Areia e sangue: das arenas para o cinema

O cinema é uma forma de arte, alias, é conhecido como a “Sétima Arte”. A arte das imagens em movimento, que, acompanhadas de um trabalho dedicado com som, fotografia, figurino, roteiro e obviamente, a ação dos atores guiados pelo olhar do diretor, a transformam numa forma de expressão própria que dialoga bem com outras estéticas, mas não as substitui.
Existem excelentes adaptações de obras literárias para o cinema, mas que mesmo assim, não substituem o contato do espectador com o texto original ou às vezes, algumas produções cinematográficas que seguem caminhos distintos do texto original, mas aqui, o limite entre a licença poética do roteirista e do diretor com a obra do escritor se estabelece dentro de um universo pantanoso, repleto de brumas, uma vez que não há uma regra, um parâmetro que ofereça sucesso garantido e em alguns casos, sacrifica-se o livro para produzir um filme de "grande sucesso de bilheteria" e nesses casos, a História e a Literatura já foram muitas vezes massacradas.
Dentre os vários períodos históricos, a Antiguidade tem sido bastante explorada, gerando excelentes produções ou então algumas de gosto e qualidade que educadamente podemos chamar de “duvidosos”.
Da literatura o cinema tomou a expressão “épico” que provém da epopéia, que segundo Emil Staiger, em seu trabalho Conceitos Fundamentais da Poética, coloca o leitor como alguém que acompanha o percurso do heroi, com suas aventuras, lutas e tensões e assim, no cinema, o heroi é o protagonista do filme, aquele pelo qual o público acompanhará passo a passo, numa torcida desenfreada pelo seu sucesso, que nem sempre ocorre, dependendo do personagem abordado ou do filem que é produzido, pois alguns diretores preferem retratar um anti-herói ou então, um personagem secundário pode roubar a cena do protagonista e assim, o mais importante é assistir o filme.
Dentre meus preferidos, posso mencionar dois que se colocam em contextos de produção bem distintos: o Spartacus de Stanley Kubrick de 1960 e o Gladiador de Ridley Scott de 2000. Há entre eles um abismo de 40 anos, além de questões históricas distintas, tanto no que diz respeito à época em que foram produzidos, quanto ao período que evocam, mas ambos se unem no empunhar de um gládio por um herói que, nas arenas ou fora, delas buscava defender seus ideais.

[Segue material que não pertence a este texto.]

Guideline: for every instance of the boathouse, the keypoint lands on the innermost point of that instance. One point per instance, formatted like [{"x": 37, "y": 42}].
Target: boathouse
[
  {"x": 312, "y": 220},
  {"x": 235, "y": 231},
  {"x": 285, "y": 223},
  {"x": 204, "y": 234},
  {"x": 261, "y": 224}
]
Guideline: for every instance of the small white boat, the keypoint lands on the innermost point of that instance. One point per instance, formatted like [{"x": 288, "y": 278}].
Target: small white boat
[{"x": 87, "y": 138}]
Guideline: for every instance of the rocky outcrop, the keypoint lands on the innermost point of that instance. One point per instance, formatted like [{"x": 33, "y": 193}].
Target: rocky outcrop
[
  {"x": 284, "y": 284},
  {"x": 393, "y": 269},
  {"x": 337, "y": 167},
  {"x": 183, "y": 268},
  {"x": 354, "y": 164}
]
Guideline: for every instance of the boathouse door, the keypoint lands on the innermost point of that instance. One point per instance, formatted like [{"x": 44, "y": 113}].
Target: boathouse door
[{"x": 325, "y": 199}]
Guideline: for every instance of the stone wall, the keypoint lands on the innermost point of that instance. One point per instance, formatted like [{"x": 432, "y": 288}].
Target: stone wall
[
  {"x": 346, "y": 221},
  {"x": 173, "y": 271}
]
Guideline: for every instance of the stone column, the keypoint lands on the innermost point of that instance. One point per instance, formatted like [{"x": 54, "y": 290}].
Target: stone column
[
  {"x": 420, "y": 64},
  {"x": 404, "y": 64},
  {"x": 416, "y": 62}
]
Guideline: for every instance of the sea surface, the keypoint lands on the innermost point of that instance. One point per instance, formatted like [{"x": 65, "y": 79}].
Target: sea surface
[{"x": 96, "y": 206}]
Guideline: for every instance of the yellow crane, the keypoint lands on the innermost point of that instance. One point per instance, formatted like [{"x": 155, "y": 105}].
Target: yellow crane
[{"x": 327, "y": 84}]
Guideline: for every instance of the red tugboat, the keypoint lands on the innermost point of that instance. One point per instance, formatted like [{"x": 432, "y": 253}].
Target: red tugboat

Spartacus existiu, viveu no fim da República romana e se trata de um dos maiores inimigos que Roma tinha até então enfrentado dentro de seu território, pois sua revolta, acompanhada pela libertação de outros escravos numa proporção sem precedentes (falamos em 20.000 escravos) que chegou a ameaçar de modo consistente o poder romano e teve que ser sufocado, alias, com muita dificuldade em 71 a.C. pelas tropas do general Crasso, responsável pela sua crucificação (morte cruel e lenta destinada aos ladrões e subversivos) e de seus 4.000 companheiros ao longo da Via Ápia (estrada que ligava Roma ao sul da península, passando pela Campânia, foco inicial da revolta junto à cidade de Cápua).
A imagem dos oprimidos se erguendo contra os opressores, sintetizada não só na atuação de Kirk Douglas atuando no papel de Spartacus numa tentativa de resgatar a sua altivez e romper a ordem imposta aos escravos ou ainda a fala final do líder escravo, ao se referir ao companheiro Antonius, o qual acabara de matar: “ele voltará e na forma de milhões”, uma defesa clara da liberdade que ecoava na década de 1960 dentro da Guerra Fria que estava em franca atividade.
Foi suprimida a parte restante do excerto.